Kids Getting a Divorce? Learn How It Affects Your Will

Consider this scenario: You have spent your life accumulating assets and providing for your children. You have drawn up a Will that ensures your children receive your assets in the manner that you wish. However, one of your offspring is going through a divorce; so, what steps do you need to take to prevent your children-in-law from making a claim against your child’s inheritance? 

This is a common concern among our clients and can seem a rather complicated and worrying situation. Thankfully the solution is relatively simple when you have a professionally drafted Will in place and an expert paralegal on hand!

It may be that upon your child’s marriage, you do not trust their new spouse’s intentions and wish for a clause to be written into your will at that point. We regularly have clients who are concerned their new in-laws are marrying for financial gain and so wish to protect their money in advance.

However, the most frequent scenario is that a divorce is sudden and unexpected, and therefore quick action is required to safeguard the inheritance.

Follow these tips to shield your finances and ensure your hard-earned assets go to your loved ones in the way you wish. 

Ring-Fence Your Assets

A Discretionary Trust is the most frequently used structure within a Will (or alongside one during life) to protect your assets. By transferring your assets into this sort of Trust, the assets are looked after by chosen trusted Executors or Trustees in order to protect the beneficiary’s inheritance. 

These Trustees have the autonomy to disperse inheritance to your children and grandchildren in line with your wishes. They are usually chosen for the Trust you place in them due to their neutrality or that they are professional Trustees. 

The Trustees are guided via a Letter of Wishes which would include how you want your assets to be dispersed and an outline of how you wish to guard your assets against any potential divorce, loss, or misadventure of your offspring.

However, it is important to note that the Letter of Wishes is not legally binding and is there to act as a guide. The Trustees may choose not to follow it, usually if circumstances change, making your wishes no longer relevant yet protecting the beneficiaries nonetheless. This is why it is so critical that you trust the discretion of your appointed Trustees. 

Another important consideration is that although Discretionary Trusts are most commonly created to protect against the consequence of divorce, they can also protect beneficiaries losing their inheritance as a result of bankruptcy, protecting them in the case of drug or alcohol dependence, and also generational Inheritance Tax (the inheritance doesn’t add to their estate if kept in trust).

Precautions to Note

As with all best intentions, there are downsides to consider. It is not possible to cut your spouse’s partner out of inheritance entirely. If your child dies while married, your assets will pass directly to the spouse. If the spouse gets remarried, then your assets are likely to fall outside of your family structure and could pass to their new partner’s children.

A well-made Discretionary Trust can help with this scenario as you could choose to leave all of your assets to your grandchildren rather than your children. However, your children may not be best pleased with this scenario, and if circumstances meant that your grandchildren inherited at a young age, it might not be beneficial for them. 

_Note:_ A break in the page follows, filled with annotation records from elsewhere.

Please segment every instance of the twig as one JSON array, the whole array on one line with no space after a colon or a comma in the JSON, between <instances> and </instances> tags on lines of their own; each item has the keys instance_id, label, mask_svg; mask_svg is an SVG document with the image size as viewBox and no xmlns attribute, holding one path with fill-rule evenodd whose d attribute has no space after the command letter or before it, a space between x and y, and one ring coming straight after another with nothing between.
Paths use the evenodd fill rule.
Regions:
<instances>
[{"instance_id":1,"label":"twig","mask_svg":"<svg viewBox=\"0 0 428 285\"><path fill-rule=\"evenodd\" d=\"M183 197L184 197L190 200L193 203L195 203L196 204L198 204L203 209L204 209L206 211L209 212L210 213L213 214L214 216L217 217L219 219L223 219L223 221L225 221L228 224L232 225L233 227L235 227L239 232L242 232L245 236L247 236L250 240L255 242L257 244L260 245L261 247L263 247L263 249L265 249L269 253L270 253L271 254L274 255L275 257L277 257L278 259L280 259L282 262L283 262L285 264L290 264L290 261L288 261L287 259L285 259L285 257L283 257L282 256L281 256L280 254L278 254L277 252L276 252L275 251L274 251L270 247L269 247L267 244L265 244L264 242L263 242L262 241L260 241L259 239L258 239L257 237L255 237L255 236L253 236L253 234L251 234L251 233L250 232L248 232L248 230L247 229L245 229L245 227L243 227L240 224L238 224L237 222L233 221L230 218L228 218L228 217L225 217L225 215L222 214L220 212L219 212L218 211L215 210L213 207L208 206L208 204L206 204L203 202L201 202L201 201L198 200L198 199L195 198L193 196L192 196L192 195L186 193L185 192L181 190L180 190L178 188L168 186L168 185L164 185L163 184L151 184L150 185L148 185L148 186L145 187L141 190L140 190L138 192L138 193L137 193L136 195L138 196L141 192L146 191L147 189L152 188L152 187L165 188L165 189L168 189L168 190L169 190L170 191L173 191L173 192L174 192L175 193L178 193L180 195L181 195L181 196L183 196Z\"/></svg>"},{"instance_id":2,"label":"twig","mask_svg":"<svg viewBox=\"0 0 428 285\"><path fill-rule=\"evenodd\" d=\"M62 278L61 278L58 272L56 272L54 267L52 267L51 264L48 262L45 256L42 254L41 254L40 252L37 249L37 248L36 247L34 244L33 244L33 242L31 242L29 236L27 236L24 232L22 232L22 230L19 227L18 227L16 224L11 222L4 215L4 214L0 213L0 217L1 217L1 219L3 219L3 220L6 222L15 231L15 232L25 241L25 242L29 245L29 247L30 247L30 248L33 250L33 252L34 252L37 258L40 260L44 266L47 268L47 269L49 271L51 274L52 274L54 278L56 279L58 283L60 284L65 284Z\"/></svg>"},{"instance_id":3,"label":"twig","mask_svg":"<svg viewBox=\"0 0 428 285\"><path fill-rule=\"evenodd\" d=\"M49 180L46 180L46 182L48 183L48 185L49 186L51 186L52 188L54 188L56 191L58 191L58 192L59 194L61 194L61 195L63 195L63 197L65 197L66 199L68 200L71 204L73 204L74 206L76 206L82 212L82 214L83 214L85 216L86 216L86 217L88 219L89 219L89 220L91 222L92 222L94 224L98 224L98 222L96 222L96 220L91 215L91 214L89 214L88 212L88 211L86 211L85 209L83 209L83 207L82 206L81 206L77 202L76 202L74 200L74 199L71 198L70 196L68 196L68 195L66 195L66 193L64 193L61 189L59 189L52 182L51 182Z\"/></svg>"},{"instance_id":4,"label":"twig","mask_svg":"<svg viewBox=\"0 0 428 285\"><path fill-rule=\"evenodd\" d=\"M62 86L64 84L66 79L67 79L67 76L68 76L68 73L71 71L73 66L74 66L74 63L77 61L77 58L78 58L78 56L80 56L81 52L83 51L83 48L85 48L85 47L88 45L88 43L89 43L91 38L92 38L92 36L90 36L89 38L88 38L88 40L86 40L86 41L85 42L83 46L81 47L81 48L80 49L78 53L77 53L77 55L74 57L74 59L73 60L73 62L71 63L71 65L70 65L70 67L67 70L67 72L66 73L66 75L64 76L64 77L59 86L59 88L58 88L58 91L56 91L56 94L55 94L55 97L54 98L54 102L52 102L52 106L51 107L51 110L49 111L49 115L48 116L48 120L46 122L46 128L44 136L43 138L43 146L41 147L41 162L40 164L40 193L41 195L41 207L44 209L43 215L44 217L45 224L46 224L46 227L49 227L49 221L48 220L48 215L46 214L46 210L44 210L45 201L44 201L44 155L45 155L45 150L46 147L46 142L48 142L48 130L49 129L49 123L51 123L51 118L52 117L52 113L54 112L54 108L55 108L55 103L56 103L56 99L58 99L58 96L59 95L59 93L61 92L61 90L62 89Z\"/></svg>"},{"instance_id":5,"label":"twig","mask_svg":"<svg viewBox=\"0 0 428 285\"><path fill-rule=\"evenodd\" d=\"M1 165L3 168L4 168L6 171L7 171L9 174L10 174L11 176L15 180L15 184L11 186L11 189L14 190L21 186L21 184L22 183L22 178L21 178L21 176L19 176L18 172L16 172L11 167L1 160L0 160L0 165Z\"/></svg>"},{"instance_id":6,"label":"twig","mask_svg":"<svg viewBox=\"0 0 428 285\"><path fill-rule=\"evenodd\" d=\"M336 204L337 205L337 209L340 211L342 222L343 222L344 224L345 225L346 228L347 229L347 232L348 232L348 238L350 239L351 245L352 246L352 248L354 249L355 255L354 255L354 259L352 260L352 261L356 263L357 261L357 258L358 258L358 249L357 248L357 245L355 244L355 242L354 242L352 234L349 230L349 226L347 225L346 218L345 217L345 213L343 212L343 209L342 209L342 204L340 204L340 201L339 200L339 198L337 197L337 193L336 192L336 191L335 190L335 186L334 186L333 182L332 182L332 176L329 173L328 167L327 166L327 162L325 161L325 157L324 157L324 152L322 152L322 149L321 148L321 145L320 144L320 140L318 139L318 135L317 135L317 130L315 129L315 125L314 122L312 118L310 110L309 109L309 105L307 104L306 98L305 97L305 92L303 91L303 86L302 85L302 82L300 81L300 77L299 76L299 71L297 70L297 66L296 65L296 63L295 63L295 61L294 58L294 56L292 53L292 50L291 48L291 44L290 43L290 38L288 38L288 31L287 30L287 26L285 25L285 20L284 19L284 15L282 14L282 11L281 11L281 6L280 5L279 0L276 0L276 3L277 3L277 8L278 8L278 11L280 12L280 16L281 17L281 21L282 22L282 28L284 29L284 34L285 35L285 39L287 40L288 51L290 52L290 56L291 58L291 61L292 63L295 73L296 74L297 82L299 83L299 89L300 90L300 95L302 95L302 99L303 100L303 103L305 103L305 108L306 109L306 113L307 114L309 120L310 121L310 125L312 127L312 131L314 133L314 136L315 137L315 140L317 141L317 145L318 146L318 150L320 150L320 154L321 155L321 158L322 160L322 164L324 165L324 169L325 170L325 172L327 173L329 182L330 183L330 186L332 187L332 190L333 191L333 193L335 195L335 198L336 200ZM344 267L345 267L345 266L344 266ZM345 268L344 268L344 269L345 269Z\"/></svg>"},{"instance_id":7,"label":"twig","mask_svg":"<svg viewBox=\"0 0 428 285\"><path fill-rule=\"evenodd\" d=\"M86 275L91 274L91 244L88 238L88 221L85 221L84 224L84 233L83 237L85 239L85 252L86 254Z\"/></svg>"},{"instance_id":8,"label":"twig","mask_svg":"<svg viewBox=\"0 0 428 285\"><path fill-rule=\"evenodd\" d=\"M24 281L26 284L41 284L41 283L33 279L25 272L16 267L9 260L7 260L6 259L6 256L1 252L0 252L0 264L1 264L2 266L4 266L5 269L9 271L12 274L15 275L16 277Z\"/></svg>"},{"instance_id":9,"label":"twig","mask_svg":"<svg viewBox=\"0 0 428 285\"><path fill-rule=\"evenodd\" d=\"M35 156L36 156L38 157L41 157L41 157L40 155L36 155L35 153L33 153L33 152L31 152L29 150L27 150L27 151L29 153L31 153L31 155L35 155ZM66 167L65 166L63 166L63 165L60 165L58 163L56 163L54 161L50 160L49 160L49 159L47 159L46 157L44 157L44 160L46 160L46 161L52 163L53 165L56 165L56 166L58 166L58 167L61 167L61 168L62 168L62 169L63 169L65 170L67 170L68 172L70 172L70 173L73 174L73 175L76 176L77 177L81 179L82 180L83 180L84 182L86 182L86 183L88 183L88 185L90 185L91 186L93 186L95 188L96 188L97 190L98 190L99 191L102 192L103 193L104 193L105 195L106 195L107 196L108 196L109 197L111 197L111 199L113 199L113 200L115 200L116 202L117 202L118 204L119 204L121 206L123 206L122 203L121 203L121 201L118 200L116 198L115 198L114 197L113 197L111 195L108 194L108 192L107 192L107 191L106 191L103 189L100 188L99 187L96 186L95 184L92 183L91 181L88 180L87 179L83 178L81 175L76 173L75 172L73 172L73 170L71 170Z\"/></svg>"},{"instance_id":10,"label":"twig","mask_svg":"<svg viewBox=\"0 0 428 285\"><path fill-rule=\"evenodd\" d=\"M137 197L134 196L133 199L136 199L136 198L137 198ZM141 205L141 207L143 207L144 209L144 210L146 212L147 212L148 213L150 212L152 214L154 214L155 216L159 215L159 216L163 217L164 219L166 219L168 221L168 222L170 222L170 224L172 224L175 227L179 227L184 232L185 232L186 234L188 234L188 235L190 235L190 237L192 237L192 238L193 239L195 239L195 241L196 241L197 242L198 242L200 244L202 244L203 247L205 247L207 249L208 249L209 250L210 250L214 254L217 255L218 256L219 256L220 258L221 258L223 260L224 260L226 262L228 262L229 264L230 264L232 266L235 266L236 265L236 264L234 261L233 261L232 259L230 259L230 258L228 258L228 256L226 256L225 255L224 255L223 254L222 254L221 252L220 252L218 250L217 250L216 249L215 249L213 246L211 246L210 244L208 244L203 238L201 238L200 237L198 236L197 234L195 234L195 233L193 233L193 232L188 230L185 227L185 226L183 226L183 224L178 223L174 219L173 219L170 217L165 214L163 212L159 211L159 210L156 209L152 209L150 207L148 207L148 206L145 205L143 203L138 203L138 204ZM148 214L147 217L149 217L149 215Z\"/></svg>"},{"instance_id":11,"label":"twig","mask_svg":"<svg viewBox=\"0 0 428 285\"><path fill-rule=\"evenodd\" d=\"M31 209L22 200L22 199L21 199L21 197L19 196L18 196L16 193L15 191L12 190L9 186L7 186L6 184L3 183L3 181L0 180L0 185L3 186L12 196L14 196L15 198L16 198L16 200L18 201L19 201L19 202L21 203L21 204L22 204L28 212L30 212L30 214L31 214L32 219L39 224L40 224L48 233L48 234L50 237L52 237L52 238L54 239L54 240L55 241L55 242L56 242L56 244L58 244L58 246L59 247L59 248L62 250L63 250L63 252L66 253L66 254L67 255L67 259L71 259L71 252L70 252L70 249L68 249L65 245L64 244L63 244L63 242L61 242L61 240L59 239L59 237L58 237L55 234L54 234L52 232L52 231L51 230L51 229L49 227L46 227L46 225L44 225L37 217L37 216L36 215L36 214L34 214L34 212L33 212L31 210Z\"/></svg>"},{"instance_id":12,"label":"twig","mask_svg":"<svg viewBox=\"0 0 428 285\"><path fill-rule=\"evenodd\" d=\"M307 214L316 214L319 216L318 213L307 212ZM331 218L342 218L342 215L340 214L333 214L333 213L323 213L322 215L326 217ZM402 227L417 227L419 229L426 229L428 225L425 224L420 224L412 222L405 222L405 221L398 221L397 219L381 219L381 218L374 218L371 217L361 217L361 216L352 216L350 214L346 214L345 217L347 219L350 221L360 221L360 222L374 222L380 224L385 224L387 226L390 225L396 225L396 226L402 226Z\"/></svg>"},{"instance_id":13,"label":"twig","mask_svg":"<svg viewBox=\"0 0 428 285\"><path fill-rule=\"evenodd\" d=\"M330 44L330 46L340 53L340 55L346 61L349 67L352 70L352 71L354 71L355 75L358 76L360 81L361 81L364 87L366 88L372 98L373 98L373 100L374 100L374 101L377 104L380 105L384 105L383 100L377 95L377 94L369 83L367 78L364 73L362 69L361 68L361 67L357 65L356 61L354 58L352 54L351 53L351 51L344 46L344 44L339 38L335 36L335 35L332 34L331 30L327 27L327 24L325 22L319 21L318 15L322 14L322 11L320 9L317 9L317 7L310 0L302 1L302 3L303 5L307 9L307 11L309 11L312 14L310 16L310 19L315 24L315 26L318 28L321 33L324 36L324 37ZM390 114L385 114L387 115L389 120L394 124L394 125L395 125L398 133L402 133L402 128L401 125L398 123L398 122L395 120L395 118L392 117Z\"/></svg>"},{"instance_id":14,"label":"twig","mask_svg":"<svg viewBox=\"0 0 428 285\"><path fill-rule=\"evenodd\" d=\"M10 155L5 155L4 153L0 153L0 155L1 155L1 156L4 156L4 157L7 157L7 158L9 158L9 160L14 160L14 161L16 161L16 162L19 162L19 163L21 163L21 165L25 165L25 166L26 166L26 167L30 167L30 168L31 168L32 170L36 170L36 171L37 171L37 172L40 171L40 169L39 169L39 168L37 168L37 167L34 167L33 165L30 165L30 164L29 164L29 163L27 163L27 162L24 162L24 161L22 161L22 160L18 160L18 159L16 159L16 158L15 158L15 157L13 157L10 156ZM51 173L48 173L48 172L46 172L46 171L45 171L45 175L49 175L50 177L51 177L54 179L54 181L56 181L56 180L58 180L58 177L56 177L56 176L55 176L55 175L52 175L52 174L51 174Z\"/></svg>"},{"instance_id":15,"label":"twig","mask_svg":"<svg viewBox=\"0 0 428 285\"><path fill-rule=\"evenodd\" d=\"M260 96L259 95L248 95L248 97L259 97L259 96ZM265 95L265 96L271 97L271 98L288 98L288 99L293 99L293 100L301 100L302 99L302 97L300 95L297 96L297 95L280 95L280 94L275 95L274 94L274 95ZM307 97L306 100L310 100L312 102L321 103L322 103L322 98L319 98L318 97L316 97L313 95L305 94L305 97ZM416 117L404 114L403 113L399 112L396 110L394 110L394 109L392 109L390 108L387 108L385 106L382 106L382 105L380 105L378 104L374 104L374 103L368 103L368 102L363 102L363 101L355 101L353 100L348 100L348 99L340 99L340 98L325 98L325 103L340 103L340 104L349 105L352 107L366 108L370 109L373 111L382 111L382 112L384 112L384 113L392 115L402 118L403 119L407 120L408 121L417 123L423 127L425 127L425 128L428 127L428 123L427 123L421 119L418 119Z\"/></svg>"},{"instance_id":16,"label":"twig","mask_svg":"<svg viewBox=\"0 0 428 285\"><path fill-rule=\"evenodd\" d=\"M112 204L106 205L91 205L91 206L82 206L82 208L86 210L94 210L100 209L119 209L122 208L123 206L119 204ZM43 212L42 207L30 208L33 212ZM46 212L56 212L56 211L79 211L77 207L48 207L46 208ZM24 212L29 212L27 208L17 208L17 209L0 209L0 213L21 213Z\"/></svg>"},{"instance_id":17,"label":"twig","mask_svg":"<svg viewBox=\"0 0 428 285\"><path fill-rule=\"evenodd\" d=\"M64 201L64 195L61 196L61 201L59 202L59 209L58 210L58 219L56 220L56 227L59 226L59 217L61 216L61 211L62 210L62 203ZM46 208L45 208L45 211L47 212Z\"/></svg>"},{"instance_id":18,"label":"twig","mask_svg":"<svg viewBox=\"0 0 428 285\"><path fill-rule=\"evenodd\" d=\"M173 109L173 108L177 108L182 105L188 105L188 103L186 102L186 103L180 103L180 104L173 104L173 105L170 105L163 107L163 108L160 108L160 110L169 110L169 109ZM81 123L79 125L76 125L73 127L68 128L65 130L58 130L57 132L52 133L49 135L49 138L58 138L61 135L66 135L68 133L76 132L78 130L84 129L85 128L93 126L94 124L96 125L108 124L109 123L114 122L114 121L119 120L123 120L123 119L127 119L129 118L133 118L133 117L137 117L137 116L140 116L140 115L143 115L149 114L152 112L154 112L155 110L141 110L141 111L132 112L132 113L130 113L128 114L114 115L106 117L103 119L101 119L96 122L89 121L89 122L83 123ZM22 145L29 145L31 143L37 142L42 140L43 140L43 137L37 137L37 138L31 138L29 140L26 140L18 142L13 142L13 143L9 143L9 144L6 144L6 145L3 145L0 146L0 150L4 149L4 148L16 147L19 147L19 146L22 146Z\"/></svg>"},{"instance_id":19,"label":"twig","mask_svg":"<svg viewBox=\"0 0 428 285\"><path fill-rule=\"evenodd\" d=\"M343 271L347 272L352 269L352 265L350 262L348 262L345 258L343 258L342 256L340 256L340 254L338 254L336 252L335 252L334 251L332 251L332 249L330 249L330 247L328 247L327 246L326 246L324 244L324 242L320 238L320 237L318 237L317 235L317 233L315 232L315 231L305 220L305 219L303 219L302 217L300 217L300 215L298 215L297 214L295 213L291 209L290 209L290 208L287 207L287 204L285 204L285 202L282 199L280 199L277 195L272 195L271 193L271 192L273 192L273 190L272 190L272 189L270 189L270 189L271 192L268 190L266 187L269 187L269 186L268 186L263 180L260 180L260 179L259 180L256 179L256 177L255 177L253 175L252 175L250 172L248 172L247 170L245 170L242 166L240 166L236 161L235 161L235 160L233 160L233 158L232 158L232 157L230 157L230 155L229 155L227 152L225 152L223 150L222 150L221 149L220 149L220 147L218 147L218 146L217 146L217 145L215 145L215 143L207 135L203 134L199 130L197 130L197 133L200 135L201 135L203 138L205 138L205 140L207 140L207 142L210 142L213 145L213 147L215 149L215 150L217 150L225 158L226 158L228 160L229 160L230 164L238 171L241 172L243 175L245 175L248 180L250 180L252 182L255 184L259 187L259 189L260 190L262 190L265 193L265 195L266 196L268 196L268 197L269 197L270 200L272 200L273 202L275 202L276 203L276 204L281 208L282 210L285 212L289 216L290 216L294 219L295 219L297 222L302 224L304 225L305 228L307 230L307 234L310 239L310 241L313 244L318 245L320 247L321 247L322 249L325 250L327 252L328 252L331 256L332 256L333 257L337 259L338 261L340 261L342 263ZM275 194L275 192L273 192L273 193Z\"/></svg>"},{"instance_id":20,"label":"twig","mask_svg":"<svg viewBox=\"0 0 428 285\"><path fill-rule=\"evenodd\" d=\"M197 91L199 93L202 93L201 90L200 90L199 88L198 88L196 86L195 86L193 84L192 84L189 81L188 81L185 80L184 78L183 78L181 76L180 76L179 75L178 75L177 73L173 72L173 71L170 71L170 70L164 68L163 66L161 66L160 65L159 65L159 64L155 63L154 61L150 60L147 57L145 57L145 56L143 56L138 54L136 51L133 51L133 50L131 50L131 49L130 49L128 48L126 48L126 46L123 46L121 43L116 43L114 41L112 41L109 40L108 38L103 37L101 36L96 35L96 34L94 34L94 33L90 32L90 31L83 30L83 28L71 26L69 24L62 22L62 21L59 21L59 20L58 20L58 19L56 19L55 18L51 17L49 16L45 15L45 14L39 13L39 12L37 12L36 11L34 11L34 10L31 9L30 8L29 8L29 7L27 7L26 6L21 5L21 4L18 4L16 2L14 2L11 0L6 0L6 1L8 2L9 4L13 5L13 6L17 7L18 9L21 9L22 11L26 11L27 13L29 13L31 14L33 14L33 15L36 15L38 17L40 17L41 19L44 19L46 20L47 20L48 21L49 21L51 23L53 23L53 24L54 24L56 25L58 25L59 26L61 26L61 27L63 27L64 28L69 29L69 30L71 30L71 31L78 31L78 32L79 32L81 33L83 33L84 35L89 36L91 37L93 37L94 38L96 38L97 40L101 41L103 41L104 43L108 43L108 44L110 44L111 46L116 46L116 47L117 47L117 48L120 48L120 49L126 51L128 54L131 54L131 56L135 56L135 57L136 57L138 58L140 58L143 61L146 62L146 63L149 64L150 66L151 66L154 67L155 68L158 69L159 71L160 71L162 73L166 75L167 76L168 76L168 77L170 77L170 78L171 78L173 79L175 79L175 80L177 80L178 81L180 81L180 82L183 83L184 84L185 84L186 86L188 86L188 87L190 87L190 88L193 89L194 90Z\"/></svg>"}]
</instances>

Choosing the right Trustees is a vitally important decision. Often Trustees are the Executors of your Will. You are putting a lot of pressure on the Trustees, so choosing the right people is vital. It is crucial that they are trustworthy, have a favourable skillset, understand the responsibility being placed on them, and fully comprehend the implications of taking on the role.

The Last Word

Setting up a Discretionary Trust has the best intentions of your children and grandchildren at its core. 

However, your children may not be overjoyed at you tying up their inheritance or the idea that you are casting doubt on their marriage. For this reason, we advise transparent communication with your children so that they understand your intentions and that you wish to provide for them in the best possible manner. 

There is only one certainty in this situation, and that is to seek professional help and legal advice. An experienced paralegal will set out the pros and cons for you with clarity. Their experience will also mean they can overcome any obstacles and hurdles in the process with efficiency and accuracy.